While the German Catholic bishops’ conference did not suggest a reason for the record number of formal departures, most analysts believe that factors include the country’s devastating clerical abuse crisis, secularization, and the Kirchensteuer (church tax).
Every person in Germany who declares a Catholic identity on an official registration form is required to pay an 8-9% surcharge on top of their income tax liability, depending on the region in which they live.
The sum is collected directly from employees’ paychecks by the state on the Church’s behalf.
If a baptized Catholic wishes to opt out of the system, they must book an appointment at a local registry office or court, provide official documents, and pay a fee of around $35. In return, they receive a certificate confirming they are no longer registered and therefore not liable for the church tax.
The step triggers a letter from local Church officials, describing the implications of the move, which include a bar on receiving the sacraments, no holding of Church posts, and no role as a baptismal or confirmation sponsor.
The Vatican has long signaled its unease with the German approach to Church exits.
After the 1983 Code of Canon Law set out the conditions for a formal act of defection from the Catholic Church, Rome was worried by the prospect that “defection” might be equated automatically with a declaration of withdrawal from the German church tax system.
In a 2006 letter, the Vatican’s Pontifical Council for Legislative Texts ruled that “the juridical-administrative act of abandoning the Church does not per se constitute a formal act of defection as understood in the Code, given that there could still be the will to remain in the communion of the faith.”
In the 2009 apostolic letter Omnium in mentem, Benedict XVI decreed that the term “formal act of defection” should be eliminated from the Code.
The German Church issued an updated approach to departing Catholics in a 2012 general decree.
The decree, which was recognized by the Vatican’s Congregation for Bishops, said that declaring an intention to leave the Church to the civil authorities was “a grave transgression against the ecclesiastical community.”
Citing canon law, the decree said that “anyone who resigns before the competent civil authority, for whatever reason, violates the duty to maintain communion with the Church and the duty to contribute financially to enable the Church to fulfill its functions.”
But while the decree used clearer theological language to address deregistration than previous texts, the practical effects of deregistration did not change.
A German newspaper reported in 2020 that Rome had received several requests to review the German bishops’ 2012 decree on the basis that it contradicted the 2006 ruling by the Pontifical Council for Legislative Texts, but they were not being reviewed quickly.
Sharp declines in Church membership are not limited to Germany but also extend to other German-speaking countries.
A record 90,808 people left the Church in Austria in 2022.
Vienna’s Cardinal Christoph Schönborn said this week that the proportion of Catholics in Austria was likely to fall from the current 52% “to 40% or less.”
“We can’t lie to ourselves about that,” he commented.
The Catholic Church may be facing similar declines in affiliation in other European countries, but in many cases, membership figures are based on estimates rather than the detailed information generated by church tax systems.
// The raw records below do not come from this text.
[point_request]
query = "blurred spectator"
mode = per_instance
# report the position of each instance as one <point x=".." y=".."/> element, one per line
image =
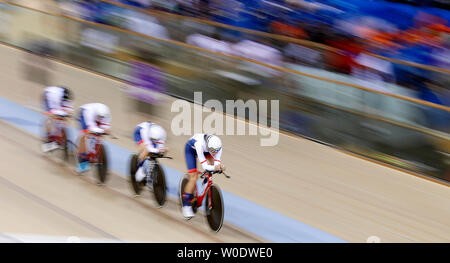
<point x="146" y="25"/>
<point x="261" y="52"/>
<point x="209" y="43"/>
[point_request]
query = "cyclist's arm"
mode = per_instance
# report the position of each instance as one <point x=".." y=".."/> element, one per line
<point x="90" y="122"/>
<point x="201" y="157"/>
<point x="67" y="107"/>
<point x="106" y="125"/>
<point x="147" y="143"/>
<point x="217" y="158"/>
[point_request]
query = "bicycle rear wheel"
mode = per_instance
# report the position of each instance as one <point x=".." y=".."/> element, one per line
<point x="137" y="187"/>
<point x="159" y="184"/>
<point x="64" y="145"/>
<point x="102" y="165"/>
<point x="183" y="183"/>
<point x="215" y="213"/>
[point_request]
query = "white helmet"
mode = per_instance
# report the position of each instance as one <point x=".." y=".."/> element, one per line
<point x="102" y="112"/>
<point x="213" y="143"/>
<point x="156" y="133"/>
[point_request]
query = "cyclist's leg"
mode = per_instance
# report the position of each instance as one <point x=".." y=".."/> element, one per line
<point x="143" y="152"/>
<point x="47" y="113"/>
<point x="191" y="162"/>
<point x="82" y="155"/>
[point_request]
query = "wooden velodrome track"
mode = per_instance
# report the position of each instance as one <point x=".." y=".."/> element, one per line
<point x="343" y="195"/>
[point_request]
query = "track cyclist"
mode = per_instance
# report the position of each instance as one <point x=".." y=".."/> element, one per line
<point x="208" y="149"/>
<point x="57" y="102"/>
<point x="94" y="118"/>
<point x="150" y="138"/>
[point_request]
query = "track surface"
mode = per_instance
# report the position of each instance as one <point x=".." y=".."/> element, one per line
<point x="345" y="196"/>
<point x="42" y="197"/>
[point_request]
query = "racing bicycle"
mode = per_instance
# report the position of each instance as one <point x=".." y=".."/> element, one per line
<point x="214" y="206"/>
<point x="96" y="155"/>
<point x="58" y="137"/>
<point x="155" y="177"/>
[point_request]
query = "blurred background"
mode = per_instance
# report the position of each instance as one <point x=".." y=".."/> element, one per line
<point x="370" y="77"/>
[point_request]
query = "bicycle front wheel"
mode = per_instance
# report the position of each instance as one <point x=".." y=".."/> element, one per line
<point x="214" y="210"/>
<point x="102" y="165"/>
<point x="159" y="185"/>
<point x="137" y="186"/>
<point x="64" y="145"/>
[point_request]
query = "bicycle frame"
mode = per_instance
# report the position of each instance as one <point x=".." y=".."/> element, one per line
<point x="205" y="190"/>
<point x="58" y="125"/>
<point x="93" y="155"/>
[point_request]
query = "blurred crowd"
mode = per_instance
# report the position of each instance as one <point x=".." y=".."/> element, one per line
<point x="413" y="33"/>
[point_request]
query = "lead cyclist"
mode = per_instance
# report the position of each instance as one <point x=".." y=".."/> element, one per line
<point x="208" y="149"/>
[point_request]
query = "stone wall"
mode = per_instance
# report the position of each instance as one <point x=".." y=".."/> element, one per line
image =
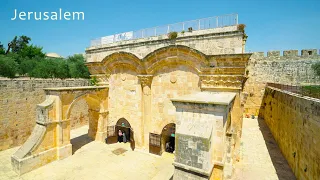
<point x="226" y="40"/>
<point x="18" y="100"/>
<point x="295" y="124"/>
<point x="289" y="68"/>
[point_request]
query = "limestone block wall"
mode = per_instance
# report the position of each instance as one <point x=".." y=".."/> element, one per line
<point x="288" y="68"/>
<point x="226" y="40"/>
<point x="79" y="114"/>
<point x="295" y="124"/>
<point x="167" y="83"/>
<point x="125" y="100"/>
<point x="18" y="100"/>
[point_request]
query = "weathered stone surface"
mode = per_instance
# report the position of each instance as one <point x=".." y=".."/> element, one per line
<point x="294" y="122"/>
<point x="18" y="100"/>
<point x="226" y="40"/>
<point x="290" y="69"/>
<point x="200" y="133"/>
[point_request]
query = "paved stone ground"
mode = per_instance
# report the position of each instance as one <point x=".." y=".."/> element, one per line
<point x="260" y="155"/>
<point x="95" y="160"/>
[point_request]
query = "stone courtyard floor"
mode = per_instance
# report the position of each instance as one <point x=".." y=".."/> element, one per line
<point x="94" y="161"/>
<point x="260" y="155"/>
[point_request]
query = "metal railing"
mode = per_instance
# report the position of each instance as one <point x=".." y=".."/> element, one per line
<point x="193" y="25"/>
<point x="310" y="91"/>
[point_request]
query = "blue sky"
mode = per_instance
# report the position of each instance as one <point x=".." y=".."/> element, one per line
<point x="271" y="24"/>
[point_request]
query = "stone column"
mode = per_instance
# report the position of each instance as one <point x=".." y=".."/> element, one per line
<point x="64" y="147"/>
<point x="145" y="81"/>
<point x="93" y="122"/>
<point x="102" y="126"/>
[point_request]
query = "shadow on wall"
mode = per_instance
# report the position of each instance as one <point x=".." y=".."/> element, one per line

In 2022, a record number of people also left the Evangelical Church in Germany (EKD). The number of departures from the federation of 21 Protestant regional churches and denominations rose from around 280,000 in 2021 to 380,000 last year.
Evangelical and Catholic church exits in Germany have followed a similar pattern over the past 30 years. There are now 19.2 million EKD members, compared to 20.9 million Catholics.